For chromosome-scale pseudomolecule construction, markers from the genetic map were placed using two methods. SSR-based markers were placed using three successive rounds of e-PCR with N = 0, N = 1 and N = 3. Markers that had sequence associated with them, including SNP markers, were placed with BLAT⁵¹ and blastn⁵². A total of 19 breaks (16 in high coverage (>6x), 3 in low coverage (≤6x)) were made in scaffolds based on linkage group discontiguity; a subset of the broken scaffolds were combined using 257 joins to form the 11 pseudomolecule chromosomes. Map joins were denoted with 10,000 repeats of the letter N (Ns). The pseudomolecules contained 605.9 Mb out of 691.3 Mb (88%) of the assembled sequence. The final assembly contains 4,952 scaffolds with a contig L50 of 67.2 kb and a scaffold L50 of 53.9 Mb.

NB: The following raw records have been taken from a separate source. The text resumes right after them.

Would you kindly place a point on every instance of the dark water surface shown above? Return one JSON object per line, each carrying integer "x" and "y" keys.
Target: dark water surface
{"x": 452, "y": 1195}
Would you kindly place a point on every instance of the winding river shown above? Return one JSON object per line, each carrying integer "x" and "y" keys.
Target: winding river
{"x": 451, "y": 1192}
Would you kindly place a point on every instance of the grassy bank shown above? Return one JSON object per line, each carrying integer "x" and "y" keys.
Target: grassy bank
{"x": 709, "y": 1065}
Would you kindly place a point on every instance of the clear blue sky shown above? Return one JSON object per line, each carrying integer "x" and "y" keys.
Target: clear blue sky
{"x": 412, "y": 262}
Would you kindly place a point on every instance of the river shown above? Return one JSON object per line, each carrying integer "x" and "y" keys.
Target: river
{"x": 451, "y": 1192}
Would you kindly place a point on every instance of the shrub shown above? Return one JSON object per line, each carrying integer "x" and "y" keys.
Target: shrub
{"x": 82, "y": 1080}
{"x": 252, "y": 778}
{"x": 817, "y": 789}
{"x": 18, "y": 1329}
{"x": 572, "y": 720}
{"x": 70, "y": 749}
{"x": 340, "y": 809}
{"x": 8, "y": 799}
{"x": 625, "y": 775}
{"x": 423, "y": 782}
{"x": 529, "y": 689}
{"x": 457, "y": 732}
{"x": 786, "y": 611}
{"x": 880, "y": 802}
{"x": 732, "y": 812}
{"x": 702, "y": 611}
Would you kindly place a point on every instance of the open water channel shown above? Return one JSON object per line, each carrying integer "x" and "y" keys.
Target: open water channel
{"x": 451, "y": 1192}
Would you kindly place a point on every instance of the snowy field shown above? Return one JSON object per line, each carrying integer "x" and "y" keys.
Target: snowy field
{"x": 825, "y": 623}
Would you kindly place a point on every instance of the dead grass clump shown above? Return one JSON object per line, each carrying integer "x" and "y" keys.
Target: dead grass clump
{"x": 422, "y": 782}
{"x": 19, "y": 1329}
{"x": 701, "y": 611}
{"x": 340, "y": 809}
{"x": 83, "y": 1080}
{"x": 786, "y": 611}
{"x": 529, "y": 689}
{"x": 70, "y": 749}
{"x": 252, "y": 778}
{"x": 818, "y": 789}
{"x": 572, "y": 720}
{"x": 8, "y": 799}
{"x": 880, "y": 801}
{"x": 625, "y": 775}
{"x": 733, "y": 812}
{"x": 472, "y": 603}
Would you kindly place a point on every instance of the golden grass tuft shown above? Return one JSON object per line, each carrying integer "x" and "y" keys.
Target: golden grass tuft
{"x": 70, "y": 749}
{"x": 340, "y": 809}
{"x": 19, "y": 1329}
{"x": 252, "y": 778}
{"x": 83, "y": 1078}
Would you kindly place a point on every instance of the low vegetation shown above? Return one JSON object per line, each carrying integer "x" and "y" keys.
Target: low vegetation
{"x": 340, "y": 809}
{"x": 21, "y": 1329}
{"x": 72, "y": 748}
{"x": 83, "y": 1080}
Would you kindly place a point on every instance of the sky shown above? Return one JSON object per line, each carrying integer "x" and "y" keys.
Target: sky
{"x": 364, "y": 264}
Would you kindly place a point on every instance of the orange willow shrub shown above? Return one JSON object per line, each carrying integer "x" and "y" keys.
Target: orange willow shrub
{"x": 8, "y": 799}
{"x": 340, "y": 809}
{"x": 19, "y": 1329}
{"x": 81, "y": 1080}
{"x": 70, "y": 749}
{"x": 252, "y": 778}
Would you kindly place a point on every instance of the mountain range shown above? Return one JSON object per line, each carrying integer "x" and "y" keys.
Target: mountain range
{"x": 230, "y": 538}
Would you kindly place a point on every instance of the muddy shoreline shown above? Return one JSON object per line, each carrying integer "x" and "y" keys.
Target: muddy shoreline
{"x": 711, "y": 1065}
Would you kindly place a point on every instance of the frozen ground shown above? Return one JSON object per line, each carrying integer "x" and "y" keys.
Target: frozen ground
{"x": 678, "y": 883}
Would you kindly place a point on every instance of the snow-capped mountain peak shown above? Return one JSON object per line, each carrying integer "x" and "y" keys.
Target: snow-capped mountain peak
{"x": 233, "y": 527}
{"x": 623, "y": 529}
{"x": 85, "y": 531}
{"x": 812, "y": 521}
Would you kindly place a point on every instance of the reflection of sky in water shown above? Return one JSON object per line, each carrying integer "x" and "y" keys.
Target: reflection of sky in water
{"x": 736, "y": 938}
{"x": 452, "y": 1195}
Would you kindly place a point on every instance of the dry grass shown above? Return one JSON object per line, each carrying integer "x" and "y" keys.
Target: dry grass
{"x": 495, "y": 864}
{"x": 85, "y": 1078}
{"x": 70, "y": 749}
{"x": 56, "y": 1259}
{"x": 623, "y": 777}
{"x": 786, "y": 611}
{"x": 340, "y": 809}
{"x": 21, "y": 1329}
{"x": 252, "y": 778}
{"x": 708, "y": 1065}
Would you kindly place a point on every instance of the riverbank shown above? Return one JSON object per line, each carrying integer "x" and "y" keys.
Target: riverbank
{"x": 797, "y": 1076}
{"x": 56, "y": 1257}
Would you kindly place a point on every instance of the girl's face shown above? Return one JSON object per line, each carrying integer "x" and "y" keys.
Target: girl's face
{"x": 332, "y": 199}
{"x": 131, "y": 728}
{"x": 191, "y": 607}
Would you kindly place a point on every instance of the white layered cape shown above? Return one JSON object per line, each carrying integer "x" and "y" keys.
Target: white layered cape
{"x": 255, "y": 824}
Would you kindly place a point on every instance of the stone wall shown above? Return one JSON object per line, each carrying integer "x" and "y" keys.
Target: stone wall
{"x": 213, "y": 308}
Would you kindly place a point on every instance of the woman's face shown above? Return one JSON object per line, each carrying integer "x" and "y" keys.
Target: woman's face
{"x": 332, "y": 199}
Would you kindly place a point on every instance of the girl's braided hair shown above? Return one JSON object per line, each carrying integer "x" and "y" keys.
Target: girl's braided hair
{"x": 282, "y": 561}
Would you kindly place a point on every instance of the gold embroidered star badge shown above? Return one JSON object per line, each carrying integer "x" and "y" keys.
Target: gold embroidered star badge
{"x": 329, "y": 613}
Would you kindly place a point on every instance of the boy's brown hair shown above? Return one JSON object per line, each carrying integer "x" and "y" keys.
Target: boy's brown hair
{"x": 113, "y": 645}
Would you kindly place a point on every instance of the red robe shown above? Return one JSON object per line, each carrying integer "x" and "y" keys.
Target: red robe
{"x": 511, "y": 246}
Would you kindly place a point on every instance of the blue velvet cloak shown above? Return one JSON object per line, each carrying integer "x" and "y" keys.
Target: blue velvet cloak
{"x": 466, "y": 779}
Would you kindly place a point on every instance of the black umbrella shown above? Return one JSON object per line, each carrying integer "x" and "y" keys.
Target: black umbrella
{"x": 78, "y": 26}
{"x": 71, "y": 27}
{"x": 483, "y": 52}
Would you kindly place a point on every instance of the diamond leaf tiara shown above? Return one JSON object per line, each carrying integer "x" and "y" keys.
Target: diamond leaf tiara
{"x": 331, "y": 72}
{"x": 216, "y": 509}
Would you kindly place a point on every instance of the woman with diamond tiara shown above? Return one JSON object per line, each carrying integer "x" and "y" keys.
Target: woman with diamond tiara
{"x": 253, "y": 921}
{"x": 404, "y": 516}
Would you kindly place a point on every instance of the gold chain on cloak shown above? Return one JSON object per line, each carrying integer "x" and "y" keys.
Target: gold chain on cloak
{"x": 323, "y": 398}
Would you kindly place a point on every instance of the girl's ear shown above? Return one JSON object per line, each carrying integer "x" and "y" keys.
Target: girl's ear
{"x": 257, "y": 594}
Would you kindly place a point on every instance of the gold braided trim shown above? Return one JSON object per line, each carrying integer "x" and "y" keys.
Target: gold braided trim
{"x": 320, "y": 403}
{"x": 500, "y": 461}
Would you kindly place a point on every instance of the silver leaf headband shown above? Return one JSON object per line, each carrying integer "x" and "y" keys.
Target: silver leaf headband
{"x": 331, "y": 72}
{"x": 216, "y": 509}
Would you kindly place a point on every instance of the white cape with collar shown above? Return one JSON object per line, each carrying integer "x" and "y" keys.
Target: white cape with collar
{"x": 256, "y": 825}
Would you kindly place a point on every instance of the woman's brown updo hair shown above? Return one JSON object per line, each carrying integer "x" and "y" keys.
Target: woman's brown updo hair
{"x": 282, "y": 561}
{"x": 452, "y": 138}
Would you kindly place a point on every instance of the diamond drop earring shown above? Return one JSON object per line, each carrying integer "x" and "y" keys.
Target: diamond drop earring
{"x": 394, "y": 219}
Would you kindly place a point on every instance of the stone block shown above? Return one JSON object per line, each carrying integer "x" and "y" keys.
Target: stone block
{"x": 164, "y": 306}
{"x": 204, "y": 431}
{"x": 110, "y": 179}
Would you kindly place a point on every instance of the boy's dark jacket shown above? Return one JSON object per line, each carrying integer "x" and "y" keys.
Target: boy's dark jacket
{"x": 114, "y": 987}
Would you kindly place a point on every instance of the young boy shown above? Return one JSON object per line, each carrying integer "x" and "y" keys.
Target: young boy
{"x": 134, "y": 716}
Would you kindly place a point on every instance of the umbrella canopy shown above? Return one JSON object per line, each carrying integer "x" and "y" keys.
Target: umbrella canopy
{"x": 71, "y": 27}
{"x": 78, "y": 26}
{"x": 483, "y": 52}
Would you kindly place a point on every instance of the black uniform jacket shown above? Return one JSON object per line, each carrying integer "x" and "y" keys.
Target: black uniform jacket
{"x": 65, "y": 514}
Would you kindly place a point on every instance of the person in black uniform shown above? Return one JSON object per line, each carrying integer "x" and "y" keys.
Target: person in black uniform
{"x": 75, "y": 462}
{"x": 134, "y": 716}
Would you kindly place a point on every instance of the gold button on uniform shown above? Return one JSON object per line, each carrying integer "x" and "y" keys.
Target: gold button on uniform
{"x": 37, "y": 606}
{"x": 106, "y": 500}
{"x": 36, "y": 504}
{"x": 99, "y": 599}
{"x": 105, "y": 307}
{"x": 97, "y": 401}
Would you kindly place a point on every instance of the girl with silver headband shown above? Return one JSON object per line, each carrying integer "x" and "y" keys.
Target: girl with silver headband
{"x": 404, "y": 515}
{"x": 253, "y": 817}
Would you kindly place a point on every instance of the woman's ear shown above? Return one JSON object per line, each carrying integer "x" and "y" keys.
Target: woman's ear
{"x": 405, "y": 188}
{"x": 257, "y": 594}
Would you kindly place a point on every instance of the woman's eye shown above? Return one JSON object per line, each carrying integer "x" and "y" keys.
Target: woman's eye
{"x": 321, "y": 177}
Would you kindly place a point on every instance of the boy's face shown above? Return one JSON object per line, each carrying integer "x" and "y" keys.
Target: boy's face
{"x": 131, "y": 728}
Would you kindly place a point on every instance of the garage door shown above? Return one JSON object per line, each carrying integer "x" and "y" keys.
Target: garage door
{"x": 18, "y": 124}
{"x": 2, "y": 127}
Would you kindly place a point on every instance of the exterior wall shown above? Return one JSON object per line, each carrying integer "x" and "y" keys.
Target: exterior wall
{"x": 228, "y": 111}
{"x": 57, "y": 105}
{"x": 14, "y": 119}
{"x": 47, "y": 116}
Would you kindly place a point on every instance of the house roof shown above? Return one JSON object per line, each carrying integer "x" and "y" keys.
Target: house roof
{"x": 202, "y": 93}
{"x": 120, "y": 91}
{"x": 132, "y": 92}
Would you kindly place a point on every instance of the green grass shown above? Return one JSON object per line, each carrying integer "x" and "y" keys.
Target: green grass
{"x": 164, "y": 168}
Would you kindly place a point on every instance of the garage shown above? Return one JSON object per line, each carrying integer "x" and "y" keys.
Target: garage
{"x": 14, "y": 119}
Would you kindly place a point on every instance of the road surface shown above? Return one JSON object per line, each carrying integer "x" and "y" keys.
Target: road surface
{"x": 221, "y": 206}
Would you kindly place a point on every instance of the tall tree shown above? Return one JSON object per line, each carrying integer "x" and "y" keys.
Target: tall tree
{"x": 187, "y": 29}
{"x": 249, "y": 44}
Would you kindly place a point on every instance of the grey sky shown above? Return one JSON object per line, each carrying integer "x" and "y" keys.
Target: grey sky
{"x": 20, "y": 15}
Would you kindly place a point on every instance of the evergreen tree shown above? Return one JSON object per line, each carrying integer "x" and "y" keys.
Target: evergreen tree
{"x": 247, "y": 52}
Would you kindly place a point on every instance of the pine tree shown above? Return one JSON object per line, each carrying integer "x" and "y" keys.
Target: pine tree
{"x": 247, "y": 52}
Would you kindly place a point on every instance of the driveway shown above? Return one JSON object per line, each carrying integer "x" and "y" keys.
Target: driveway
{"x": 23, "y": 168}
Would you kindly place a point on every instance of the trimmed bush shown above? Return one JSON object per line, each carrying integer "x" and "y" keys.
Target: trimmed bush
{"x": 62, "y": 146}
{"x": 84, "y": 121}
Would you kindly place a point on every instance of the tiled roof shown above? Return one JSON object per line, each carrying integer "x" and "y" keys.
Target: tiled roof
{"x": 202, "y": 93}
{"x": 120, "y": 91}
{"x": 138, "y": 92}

The completeness of the resulting assembly was estimated using 1,007,962 ESTs from BRASUZ1. The goal of this analysis was to obtain an estimate of the completeness of the assembly, rather than to do a comprehensive examination of gene space. Briefly, ESTs <300 bp were removed, along with chloroplast, mitochondrial or rDNA ESTs. All duplicate ESTs were placed against the genome using BLAT⁵¹. The remaining ESTs were screened for alignments that had ≥90% identity and ≥85% EST coverage. The screened alignments indicated that 98.98% of available expressed gene loci were included in the 11 chromosome assemblies.

Gene prediction

To produce the current gene set, we used the homology-based FgenesH and GenomeScan predictions. The best gene prediction at each locus was selected and integrated with EST assemblies using the PASA program³⁷. The gene set shown in the browser was generated from the input gene models at JGI. The gene prediction pipeline was structured as follows: peptides from diverse angiosperms and ∼260,000 EST assemblies (from ∼2.9 M filtered E. grandis ESTs and ∼2.4 M EST sequences from other closely related (‘sister’) Eucalyptus species, assembled with PASA) were aligned to the genome and their overlaps used to define putative protein-coding gene loci. The corresponding genomic regions were extended by 1 kb in each direction and submitted to FgenesH and GenomeScan, along with related angiosperm peptides and/or ORFs from the overlapping EST assemblies. These two sets of predictions were integrated with expressed sequence information using PASA³⁷ against ∼260,000 Eucalyptus EST assemblies. The results were filtered to remove genes identified as transposon-related.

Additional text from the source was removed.